Agora uma reflexão bastante pessoal. Eu, Luma, não aguento mais performar também porque passei grande parte da minha vida fazendo isso por acreditar que o meu valor enquanto pessoa residia em atender às expectativas de quem me cercava. Como se o meu direito de ser amada residisse na minha capacidade de desempenhar este ou aquele papel: a melhor aluna, a filha mais obediente, a amiga mais presente, a namorada mais compreensiva, a psicóloga mais bem preparada. Hoje percebo que cheguei ao meu limite, pois não sou capaz de sustentar tantas expectativas elevadas sobre mim mesma. Me torno insegura e reativa toda vez que meu conhecimento e conduta são colocados à prova, como se isso fosse, de fato, determinar o meu lugar no mundo. Cá entre nós? Esse é um papel que me acostumei a ter, mas que definitivamente não gosto e não quero desempenhar mais.
É exaustivo lidar com os julgamentos que fazem a nosso respeito, mas é ainda mais difícil tentar provar o nosso ponto every single minute. Chega a me doer fisicamente, bem no meio do peito, como se algo quente fosse inserido no meu esterno e contra a minha vontade, cada vez que alguma intenção diferente da real é atribuída a um comportamento meu. Me desestabiliza, me magoa. Mas percebo que prefiro essa dor a viver a outra metade (ou terço) da minha vida tentando agradar, convencer, vender que eu sou imune à falibilidade - que é exatamente o que me torna tão humana.
Eu sei que faço o meu melhor. Diferente da Luminha adolescente, insegura e solitária, hoje tenho clareza em relação ao que traz significado à minha vida. Então por mais que eu me desestabilize, já entendi que duvidarem do meu caráter (tendo eu conhecimento sobre ele) não vai me derrubar.

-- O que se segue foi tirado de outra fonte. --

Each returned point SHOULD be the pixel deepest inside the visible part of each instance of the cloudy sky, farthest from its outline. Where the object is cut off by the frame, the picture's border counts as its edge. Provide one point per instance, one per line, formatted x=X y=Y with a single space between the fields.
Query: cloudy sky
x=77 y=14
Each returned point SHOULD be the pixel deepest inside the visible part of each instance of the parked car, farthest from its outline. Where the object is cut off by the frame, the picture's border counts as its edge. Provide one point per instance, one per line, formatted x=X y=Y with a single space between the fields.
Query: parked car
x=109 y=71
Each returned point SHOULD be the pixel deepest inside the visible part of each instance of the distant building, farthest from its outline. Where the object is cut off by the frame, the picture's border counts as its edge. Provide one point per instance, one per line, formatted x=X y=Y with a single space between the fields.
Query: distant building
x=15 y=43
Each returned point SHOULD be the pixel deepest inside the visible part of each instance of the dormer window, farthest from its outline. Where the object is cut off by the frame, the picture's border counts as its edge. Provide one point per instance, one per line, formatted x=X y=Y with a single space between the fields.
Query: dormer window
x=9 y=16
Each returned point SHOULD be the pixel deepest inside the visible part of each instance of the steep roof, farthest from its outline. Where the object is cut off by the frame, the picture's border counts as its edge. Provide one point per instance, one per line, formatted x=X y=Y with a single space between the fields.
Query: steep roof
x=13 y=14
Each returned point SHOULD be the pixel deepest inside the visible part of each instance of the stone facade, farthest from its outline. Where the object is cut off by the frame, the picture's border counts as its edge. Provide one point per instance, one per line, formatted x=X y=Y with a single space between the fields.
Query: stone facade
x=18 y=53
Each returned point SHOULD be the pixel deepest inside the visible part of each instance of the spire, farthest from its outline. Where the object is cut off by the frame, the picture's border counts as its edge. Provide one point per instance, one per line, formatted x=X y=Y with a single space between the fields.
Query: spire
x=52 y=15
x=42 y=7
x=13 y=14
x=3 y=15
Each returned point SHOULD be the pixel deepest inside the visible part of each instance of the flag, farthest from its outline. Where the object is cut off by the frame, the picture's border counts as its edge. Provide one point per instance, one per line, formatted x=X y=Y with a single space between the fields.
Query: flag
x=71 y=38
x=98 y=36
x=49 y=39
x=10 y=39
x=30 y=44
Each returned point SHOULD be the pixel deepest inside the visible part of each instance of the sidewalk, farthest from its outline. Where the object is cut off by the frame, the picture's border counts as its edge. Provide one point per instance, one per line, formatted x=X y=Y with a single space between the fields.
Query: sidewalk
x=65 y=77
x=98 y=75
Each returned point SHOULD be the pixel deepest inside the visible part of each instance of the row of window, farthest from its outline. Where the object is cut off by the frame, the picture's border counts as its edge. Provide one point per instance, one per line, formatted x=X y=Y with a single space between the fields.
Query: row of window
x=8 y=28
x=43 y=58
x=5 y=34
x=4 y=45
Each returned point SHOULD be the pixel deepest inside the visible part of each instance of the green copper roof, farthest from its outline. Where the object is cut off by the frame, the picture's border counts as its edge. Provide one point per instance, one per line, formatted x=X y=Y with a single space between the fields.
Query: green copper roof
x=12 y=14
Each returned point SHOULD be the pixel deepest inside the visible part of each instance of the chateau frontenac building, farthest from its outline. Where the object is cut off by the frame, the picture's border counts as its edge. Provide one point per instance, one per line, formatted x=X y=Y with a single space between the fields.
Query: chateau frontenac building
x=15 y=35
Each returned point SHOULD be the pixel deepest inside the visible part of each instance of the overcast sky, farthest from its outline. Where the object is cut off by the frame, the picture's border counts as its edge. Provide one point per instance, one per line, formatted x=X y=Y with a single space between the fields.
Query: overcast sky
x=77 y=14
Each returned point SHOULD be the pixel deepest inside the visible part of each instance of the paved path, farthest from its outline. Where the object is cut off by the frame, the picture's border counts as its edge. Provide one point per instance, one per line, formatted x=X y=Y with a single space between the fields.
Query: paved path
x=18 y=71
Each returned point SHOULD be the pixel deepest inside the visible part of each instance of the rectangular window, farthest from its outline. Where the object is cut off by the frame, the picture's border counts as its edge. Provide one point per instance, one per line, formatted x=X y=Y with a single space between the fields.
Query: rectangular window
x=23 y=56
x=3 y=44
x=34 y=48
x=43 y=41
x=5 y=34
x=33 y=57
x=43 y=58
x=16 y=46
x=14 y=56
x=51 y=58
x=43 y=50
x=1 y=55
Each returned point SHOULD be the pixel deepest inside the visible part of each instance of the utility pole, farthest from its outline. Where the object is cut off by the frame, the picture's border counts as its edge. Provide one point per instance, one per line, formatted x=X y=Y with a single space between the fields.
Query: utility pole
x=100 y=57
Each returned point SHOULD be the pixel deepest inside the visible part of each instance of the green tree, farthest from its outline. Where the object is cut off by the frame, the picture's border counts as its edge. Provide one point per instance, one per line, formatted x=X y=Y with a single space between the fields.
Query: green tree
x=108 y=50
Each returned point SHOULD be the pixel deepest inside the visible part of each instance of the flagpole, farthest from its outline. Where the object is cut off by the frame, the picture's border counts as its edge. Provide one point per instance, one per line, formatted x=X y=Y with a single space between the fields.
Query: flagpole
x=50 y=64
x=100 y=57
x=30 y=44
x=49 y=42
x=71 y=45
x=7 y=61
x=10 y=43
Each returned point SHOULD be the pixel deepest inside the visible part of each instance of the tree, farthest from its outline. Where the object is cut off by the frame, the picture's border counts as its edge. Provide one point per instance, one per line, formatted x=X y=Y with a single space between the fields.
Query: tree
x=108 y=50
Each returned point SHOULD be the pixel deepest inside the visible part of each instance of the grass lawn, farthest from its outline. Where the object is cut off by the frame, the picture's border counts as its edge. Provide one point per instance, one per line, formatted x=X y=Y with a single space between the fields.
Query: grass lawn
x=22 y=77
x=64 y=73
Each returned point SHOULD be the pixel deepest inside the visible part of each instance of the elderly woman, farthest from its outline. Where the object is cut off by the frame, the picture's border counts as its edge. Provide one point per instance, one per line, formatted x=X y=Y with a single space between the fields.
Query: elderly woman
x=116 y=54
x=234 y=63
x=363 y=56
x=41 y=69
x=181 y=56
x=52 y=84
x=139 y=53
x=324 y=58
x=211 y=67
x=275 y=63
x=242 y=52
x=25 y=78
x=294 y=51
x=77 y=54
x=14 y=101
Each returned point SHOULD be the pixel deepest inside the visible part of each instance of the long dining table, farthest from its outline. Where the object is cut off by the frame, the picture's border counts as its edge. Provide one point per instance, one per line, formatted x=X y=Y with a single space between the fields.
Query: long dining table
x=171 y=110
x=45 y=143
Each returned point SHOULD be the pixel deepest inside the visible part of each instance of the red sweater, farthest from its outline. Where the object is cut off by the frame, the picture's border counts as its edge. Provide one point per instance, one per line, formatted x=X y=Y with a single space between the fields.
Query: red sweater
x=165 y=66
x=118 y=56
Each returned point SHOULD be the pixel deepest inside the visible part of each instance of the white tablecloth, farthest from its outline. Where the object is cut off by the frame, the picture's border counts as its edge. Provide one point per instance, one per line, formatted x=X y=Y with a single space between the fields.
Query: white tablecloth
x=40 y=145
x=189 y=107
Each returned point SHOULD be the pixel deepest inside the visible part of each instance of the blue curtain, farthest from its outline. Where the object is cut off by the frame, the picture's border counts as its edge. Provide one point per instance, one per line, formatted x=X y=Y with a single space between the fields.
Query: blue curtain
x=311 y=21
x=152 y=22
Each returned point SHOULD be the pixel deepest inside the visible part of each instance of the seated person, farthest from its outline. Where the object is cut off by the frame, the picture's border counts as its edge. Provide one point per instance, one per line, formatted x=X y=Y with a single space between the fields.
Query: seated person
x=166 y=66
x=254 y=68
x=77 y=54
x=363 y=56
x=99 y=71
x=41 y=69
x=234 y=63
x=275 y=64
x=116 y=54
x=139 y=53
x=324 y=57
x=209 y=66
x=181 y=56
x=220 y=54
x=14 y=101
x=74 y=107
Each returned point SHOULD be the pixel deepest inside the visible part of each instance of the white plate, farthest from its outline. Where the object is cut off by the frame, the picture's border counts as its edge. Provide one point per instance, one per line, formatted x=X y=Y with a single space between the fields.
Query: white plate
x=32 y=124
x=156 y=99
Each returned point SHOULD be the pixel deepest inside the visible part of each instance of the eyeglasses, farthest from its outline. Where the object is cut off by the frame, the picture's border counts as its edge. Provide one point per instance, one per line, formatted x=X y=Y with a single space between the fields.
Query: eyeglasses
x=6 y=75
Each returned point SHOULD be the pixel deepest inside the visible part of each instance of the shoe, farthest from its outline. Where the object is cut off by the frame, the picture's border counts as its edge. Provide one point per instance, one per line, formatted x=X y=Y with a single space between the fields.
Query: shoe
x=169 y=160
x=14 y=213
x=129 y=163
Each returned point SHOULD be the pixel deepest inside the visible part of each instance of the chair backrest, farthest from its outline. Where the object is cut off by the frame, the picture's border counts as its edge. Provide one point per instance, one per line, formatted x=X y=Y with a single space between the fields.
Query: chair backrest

Se pra ser protagonista da minha vida eu tiver que desempenhar o papel de vilã perante o que esperam de mim, ok então. Posso conviver com isso. Mas não vou me colocar em condição de ensaiar até a exaustão, de decorar tantas falas, de adquirir os trejeitos “certos”. Eu vou de improviso, em paz comigo mesma, alinhada com aquilo que acredito ser significativo pra mim. Com o figurino que me cabe de verdade e com a maquiagem natural das minhas dores e medos. Eu sou real E sou psicóloga.
Eu adoro ser psicóloga, não me entendam mal. Mas às vezes também odeio ser psicóloga, e esse texto é sobre isso.